The first step is to stop seeing Ireland as a nation and start seeing it as a community. An item on Wednesday's Pat Kenny Show reinforced this belief. Pat interviewed a member of 'Snowbusters' – volunteers who travel around Kilkenny helping weather-bound people. The response to their altruism was overwhelmingly positive. It also encouraged others to follow suit.


The Indo reported farmers were volunteering to grit roads if given access to salt. Across the country, neighbours helped each other out. Even in Dublin, drivers offered lifts to stranded commuters. Small gestures like these make life more bearable. They temporarily block out the crap-storm and raise morale.


Our lack of numbers is actually one of our greatest strengths. Ireland's a village and our size makes it easier to positively affect each other's lives. The smallest gesture of kindness can help. That may sound like self-help book tosh, but if you've suffered from depression you'll understand what I mean.

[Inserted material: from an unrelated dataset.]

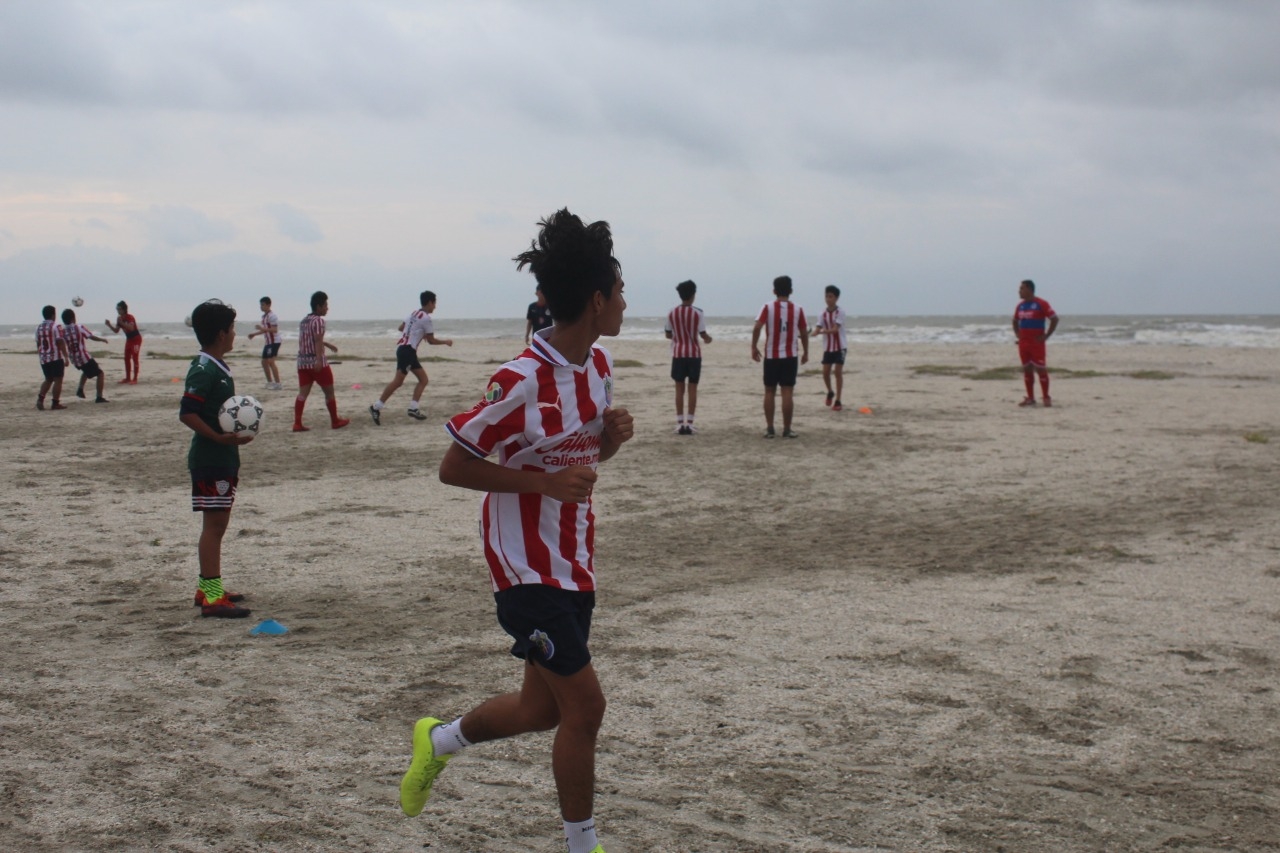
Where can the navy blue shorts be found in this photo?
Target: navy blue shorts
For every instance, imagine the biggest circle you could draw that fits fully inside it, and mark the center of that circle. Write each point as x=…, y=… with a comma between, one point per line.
x=686, y=370
x=551, y=626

I'm speaking from past experience. The only way to temporarily escape it is to try and focus on positive things, however small. These small distractions could be the lighting of your town's tree. They could be the opening of a Christmas card or the kindness of neighbours. They could be all the free things you may have taken for granted, like watching kids playing in the snow.


The thought to cling to is this: the darkness is like the snow, it won't be here forever.